Columnas

Diálogos por la justicia

Raúl Contreras Bustamante

El Estado mexicano debe tener dentro de sus finalidades esenciales preservar la paz pública y garantizar la convivencia armónica de las personas dentro de su territorio. Para ello tiene el monopolio legal exclusivo del uso de la fuerza, ya que la ley nos prohíbe a los ciudadanos andar armados y nos obliga a resolver las controversias de manera pacífica.

En medio de la creciente ola de violencia y criminalidad que padece el país, esta semana se llevaron a cabo en el recinto histórico del Senado de la República, los Diálogos: Reformas al Sistema de Justicia, organizados por el Instituto Aspen de México, con la colaboración de la Facultad de Derecho de la UNAM.

Se trata de un esfuerzo académico que convocó a 53 juristas para dialogar y proponer diversas reformas al sistema de justicia, las que abarcan: desde la prevención del delito; fortalecimiento de las corporaciones de seguridad y de los órganos de procuración y administración de justicia; la depuración del sistema penitenciario; el cumplimiento de tratados internacionales; así como el perfeccionamiento de los esfuerzos conjuntos de los tres órdenes de gobierno.

En palabras del doctor Luis Rodríguez Manzanera: “La inseguridad, violencia, corrupción e impunidad son los cuatro jinetes del Apocalipsis, que aquejan a nuestra sociedad y que desde hace varios años amenazan de manera grave al Estado de derecho en nuestro país”.
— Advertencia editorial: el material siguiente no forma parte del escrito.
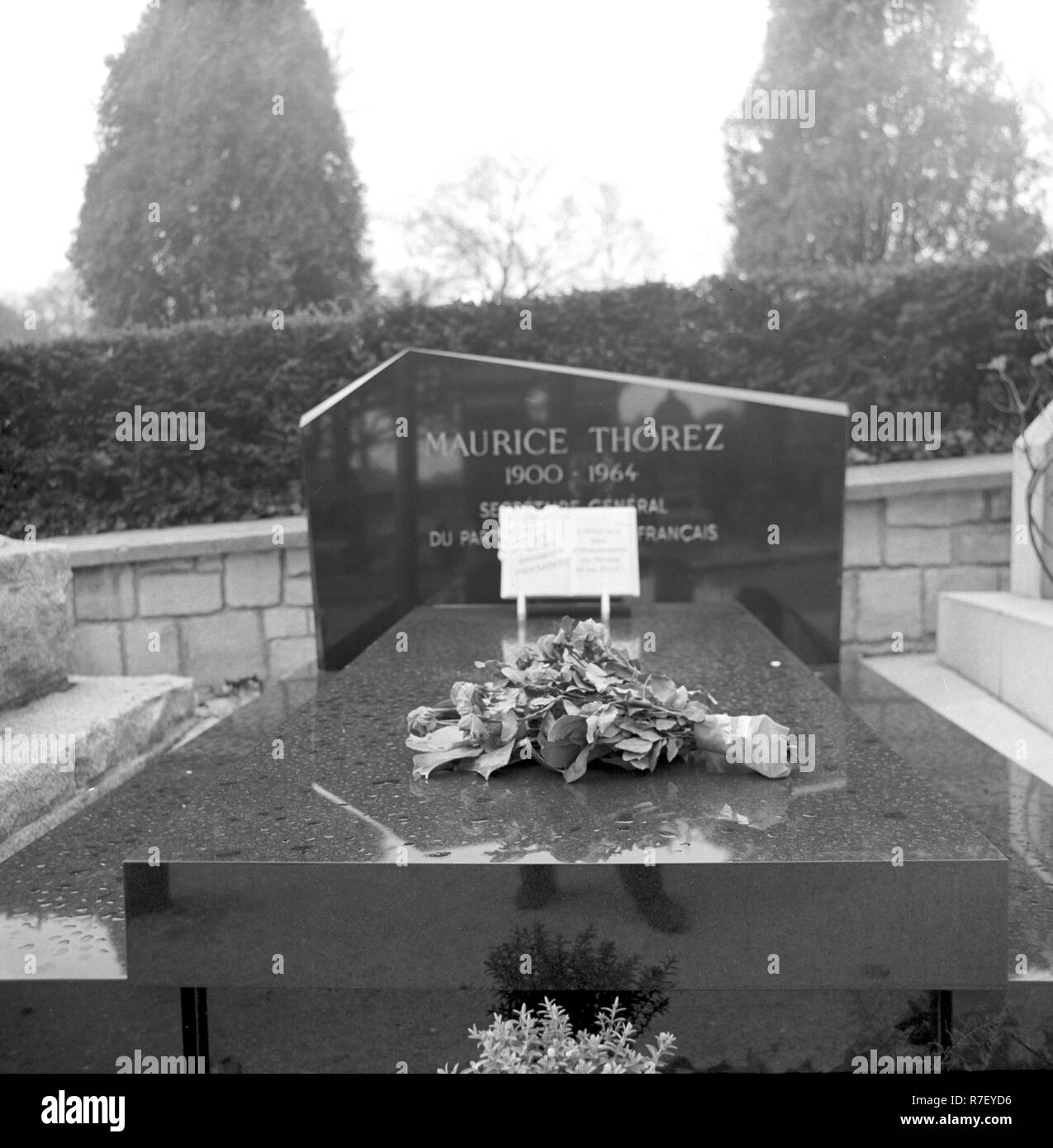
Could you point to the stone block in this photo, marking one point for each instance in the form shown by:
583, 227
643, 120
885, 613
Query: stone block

Las estadísticas señalan que en los últimos tres años se han registrado en nuestra nación un promedio de 92 homicidios dolosos diarios y de enero a octubre de este año se han registrado más de 1 millón 700 mil delitos contra la vida y la integridad corporal, es decir, más de 5 mil 500 por día. La inseguridad y la violencia se han convertido en una verdadera pandemia extendida a lo largo y ancho de nuestro territorio.

También se trató el tema relativo a la saturación de trabajo que hay en los tribunales, y que hace muy lento el acceso a la justicia y la resolución de conflictos. Se señaló que los mecanismos alternativos de solución de controversias deben ser la opción principal para acabar con las disputas, evitando así que continúe el rompimiento del tejido social y se aligere la pesada carga que soportan todos nuestros tribunales.
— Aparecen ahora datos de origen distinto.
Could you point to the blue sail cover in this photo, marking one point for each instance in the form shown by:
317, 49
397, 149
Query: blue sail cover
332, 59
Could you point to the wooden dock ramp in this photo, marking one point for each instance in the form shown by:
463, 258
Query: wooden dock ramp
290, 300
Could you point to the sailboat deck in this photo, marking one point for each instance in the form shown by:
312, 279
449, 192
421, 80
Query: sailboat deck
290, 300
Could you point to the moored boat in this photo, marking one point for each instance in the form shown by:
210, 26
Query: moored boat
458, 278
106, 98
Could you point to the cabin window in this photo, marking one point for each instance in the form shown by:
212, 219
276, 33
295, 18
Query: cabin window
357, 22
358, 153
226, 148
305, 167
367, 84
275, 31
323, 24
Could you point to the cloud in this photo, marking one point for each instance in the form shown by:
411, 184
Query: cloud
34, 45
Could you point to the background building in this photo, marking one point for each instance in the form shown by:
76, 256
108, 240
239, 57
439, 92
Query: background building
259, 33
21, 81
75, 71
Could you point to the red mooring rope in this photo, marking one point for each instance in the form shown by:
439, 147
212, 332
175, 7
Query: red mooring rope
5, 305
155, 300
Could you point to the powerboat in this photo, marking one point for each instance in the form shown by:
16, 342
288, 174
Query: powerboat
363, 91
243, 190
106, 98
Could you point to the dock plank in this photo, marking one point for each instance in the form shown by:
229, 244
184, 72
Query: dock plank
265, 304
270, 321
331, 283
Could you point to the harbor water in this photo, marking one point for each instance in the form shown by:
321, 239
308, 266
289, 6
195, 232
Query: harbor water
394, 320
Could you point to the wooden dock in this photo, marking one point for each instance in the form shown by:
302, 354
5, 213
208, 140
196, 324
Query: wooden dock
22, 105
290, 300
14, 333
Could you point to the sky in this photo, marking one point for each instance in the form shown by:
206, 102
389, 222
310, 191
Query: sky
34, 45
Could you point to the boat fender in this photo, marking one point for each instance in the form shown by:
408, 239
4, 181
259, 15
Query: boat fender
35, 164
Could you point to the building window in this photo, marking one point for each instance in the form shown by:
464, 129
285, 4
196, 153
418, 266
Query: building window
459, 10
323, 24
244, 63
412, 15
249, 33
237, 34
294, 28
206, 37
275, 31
Por otra parte, se dijo que es necesario dotar de mayores presupuestos a los poderes judiciales, ya que tienen carencias severas que determinan su inadecuado funcionamiento. Sólo por poner un ejemplo, según el Índice Global de Impunidad 2020, países como Eslovenia cuentan –por cada 100 mil habitantes– con 42.7 jueces; Suecia tiene 23, Finlandia 18.8 y España 11.5. En cambio, nuestro país dispone de sólo 2.1 jueces por la misma cantidad de habitantes.

Asimismo, se abordó la importancia de que México no sólo suscriba y ratifique los tratados internacionales, sino que su aplicación sea efectiva, pues desde hace más de 10 años los tratados en materia de derechos humanos forman parte de nuestro bloque de constitucionalidad y son ley suprema de nuestro país. Porque, hay que decirlo, sólo constitucionalizar no democratiza: son las acciones y no las palabras las que en verdad garantizan los derechos de las personas.

Las conclusiones y propuestas que se pusieron a disposición del Senado para que sirvan a posibles iniciativas de ley, fueron recibidas con interés y ojalá sean tomadas en cuenta para la construcción de un mejor sistema de justicia que nos proteja de la inseguridad, violencia, corrupción e impunidad, lo que significa el fracaso de la razón y son inaceptables en las relaciones humanas.

Como Corolario, las palabras de Mario de la Cueva: “La justicia es el valor supremo de la convivencia humana”.